I fasted on my spending again, this time for two months. During this period of fasting, I became even more aware of what I truly value. I know that I want to get rid of more stuff, and invest more of my time in experiences: enjoying the company of loved ones, playing guitar, being outdoors, reading a book, painting, exploring. I want to spend less time living vicariously through the Internet and more time seeing things with my own eyes and hearing them with my ears and touching them with my hands. I also want to regain my financial independence and invest in my future. Most of all, I want to drink in new cultures and obtain fresh perspectives in a way that only travel can provide.


  1. Kelsi - I can definitely relate. There needs to be more discussions like this, especially between friends and family. I have and still struggle with budgeting, getting rid of my s&it and balancing spending.

  2. Hi Kelsi! I just discovered your gem of a blog from Joshua Becker's site, and I couldn't be happier to find someone on the same journey as me :) Looks like you've been working at it a lot longer though! This was a great post and it's sooo true - life is totally about wealth, not money. Can't wait to read more!

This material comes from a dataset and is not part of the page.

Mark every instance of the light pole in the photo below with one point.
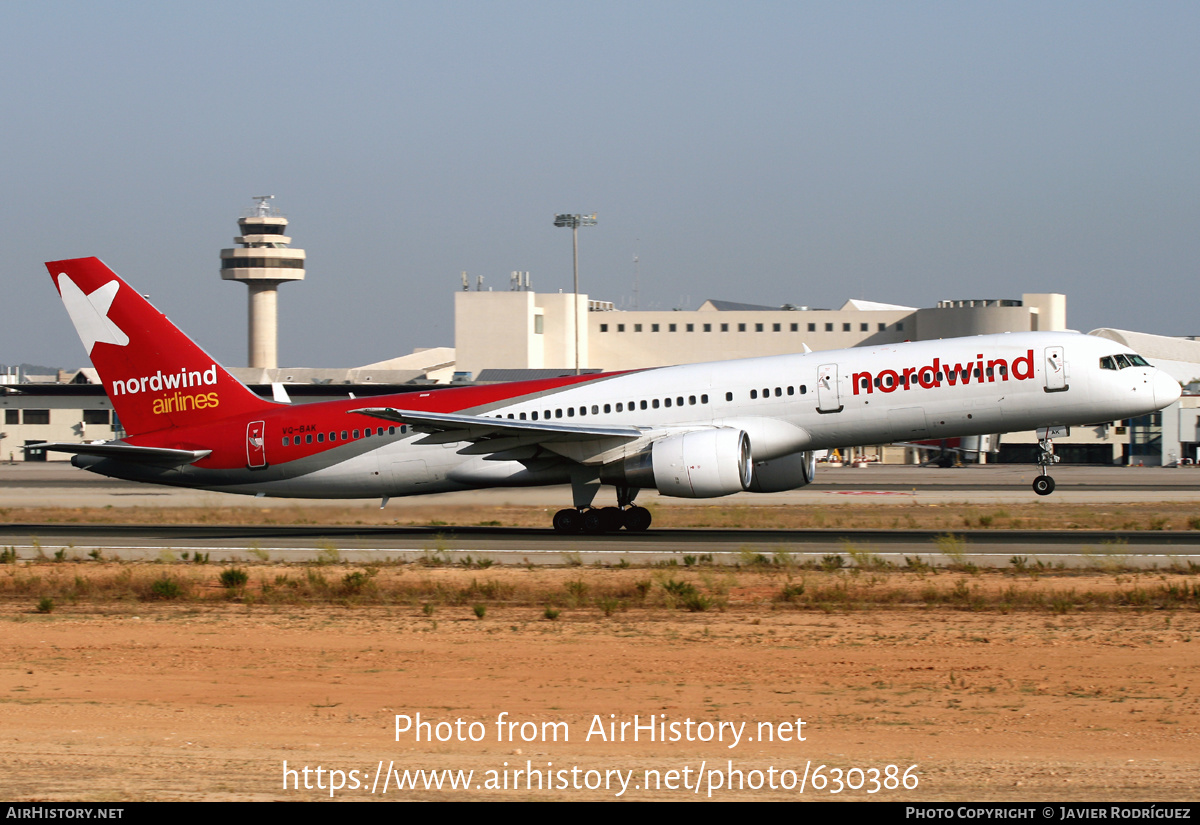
(575, 222)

  3. You should read this: http://www.amazon.com/Behind-Beautiful-Forevers-Mumbai-Undercity/dp/1400067553/ref=sr_1_1?ie=UTF8&qid=1359773901&sr=8-1&keywords=books%2C+all+the+beautiful+tomorrows

    You and Joshua over at "Becoming Minimalist" are playing at something I fear you have little understanding of. Unlike the billions of people on this planet who don't even have access to clean water and a toilet.... You are but financially embarrassed and lacking sufficient motivation. If you found yourself living a TRUE "minimalist" life lacking any hint of a social, or, cultural safety net you would be suicidal. You are playing at this and I don't think you realize how hideously cold and insulting that is to those who are actually living it.

    Mrs. N.

  4. Mrs. N. - Thank you for your comment. The situation you are referring to is not lost on me. I believe minimalism is subjective, and the definition I apply to myself is that I strive to intentionally live with less stuff, whereas I used to feel pressured to buy more. I think it's clear that I most certainly do not glorify the lives of suffering people, nor do I wish to glorify the buy-more-spend-more culture that so many people in the United States feel pressured to follow. I'm not proud of how I've spent my money over the years, especially because of the reasons you mentioned. This is why I am undergoing a process of change. I will be sure to investigate your reading recommendation, and I also strive to travel to such places to see and hopefully experience different cultures for myself. It's easy for many people to fall into the trap of living in a bubble where knowledge of culture outside of their community is limited and skewed. My awareness is heightened and ever-growing. Also, it appears that my lifestyle choices have offended you more than anyone else. My goal is to live well, and I'm not there yet, but I'm working towards it every day.